With the emergence of Web Services standards like SOAP, more and more enterprise applications expose unified interfaces. If you intend to voice enable a web service, or need to create an application that draws from Web Services as data repositories this article should provide helpful advice
The overall picture
The current release of the Angel.com platform has a general capability to exchange information via HTTP or HTTPS. Transaction pages offer a very straightforward model based on the following pattern:
- Collect information from callers or the call environment through Question and Voicemail pages
- For static playback, use standard Site Builder-created Voice Pages
- Whenever dynamic or runtime information needs to be played, use a Transaction Page.

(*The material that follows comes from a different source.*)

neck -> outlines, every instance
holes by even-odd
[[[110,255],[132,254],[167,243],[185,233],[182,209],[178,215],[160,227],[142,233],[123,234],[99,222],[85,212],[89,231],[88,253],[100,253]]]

- Transaction pages POST or GET to a URL. At that URL, a program can collect the parameters passed, formulate a query or implement some logic.
- The program returns AngelXML back, which Angel.com interprets as a Voice Page. If the response is valid, the AngelXML is played back to the caller.
With a Web Service, a 'presentation' or 'glue' layer is necessary to translate Angel HTTP POSTs to SOAP requests, and SOAP responses to AngelXML documents. This is normally a very thin layer, similar to what would be necessary to graphically render information in a web page that called on a Web Service.
Coding the presentation layer
Today most web platforms are well equiped with Web Services libraries. Some examples:
Rendering AngelXML should be simpler than generating HTML.
A typical pattern
When querying a web service, the following pattern is followed in the script:
- Get variables required, from HTTP request (coming from Angel) and from session (from previous requests)
- Form SOAP request, use the variables to fill the arguments.
- Invoke SOAP request
- Check for status
- If request failed, play simple AngelXML document stating a problem has occurred
- If request succeded but no data was returned, play AngelXML stating there is no match or similar, then branch to reprompt.
- If request succeded and data was returned, possibly instantiate an object to represent the data (e.g: a store location), then fill an AngelXML template and replace key values with variables from the object just created. If a collection of results was returned, possibly iterate and play it in sequence.
- Return AngelXML rendering to Angel.